There's also a less expensive strategy many employers may have to consider: shorter hours and employee say in workplace conditions. As Josh Eidelson writes at Bloomberg, one of the common demands of union workers currently striking or threatening to strike at John Deere, Kellogg's, and in Hollywood is more time off and safer working conditions. These workers are often quite well-paid, but they're sick of mandatory overtime, 12-hour shifts, 7-day weeks, and few vacation days. Onerous schedules leave people no time to relax and recharge — and can even be dangerous. A sleepy person should not be operating heavy machinery.

Overwork is also related to the lousy post-2008 recovery and employers' resultant entitlement. With a huge glut of labor, bosses got addicted to running their workforce ragged and economizing on health and safety systems. When grueling Amazon warehouse jobs destroy people's backs and knees, for instance, the company has typically hired new people instead of changing its practices. This cruel and lazy habit will have to be unlearned.
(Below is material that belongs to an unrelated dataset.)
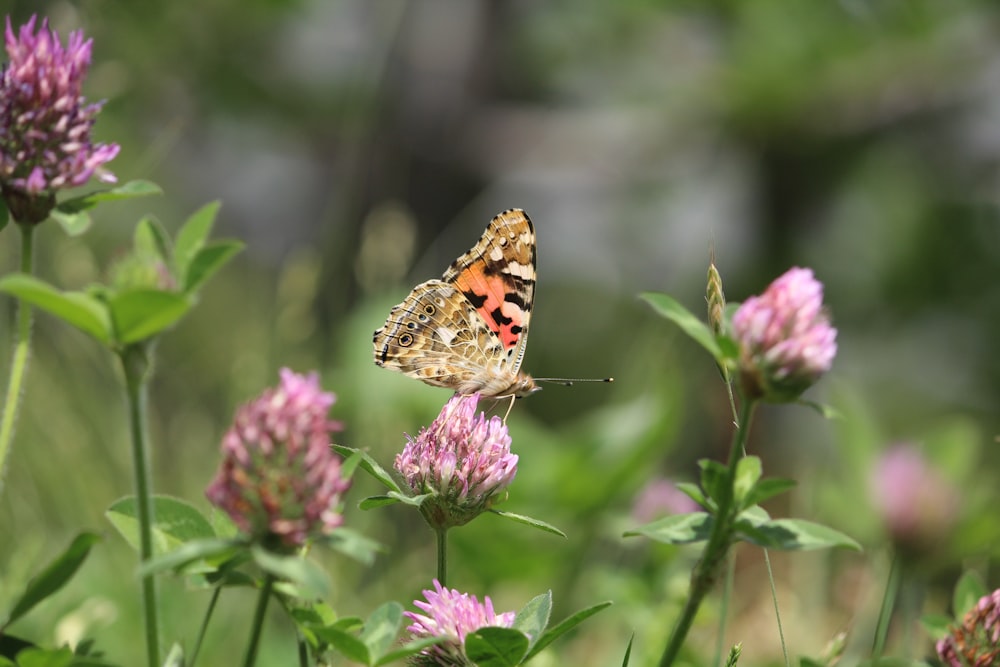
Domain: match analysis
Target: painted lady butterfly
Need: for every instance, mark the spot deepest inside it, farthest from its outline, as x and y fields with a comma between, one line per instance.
x=468, y=331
That will be difficult, because these problems didn't originate in 2008, though certainly the last decade exacerbated them. As I show in a paper for the People's Policy Project, average American working hours have barely declined since the 1970s, while hours have plummeted in all other rich nations. When you think about it, that's how things should work: As nations become wealthier and more productive, people should be able to work less and relax more. If Americans worked as little as Germans, for instance, we'd get almost 11 more weeks of vacation every year.

The pandemic has taught us that reasonable work conditions and plenty of time off are just as important as pay and other benefits. Money isn't much good if you can't enjoy it, and no job is worth your health or your life.

American workers know that now. If they want to have staff, American employers will need to catch up.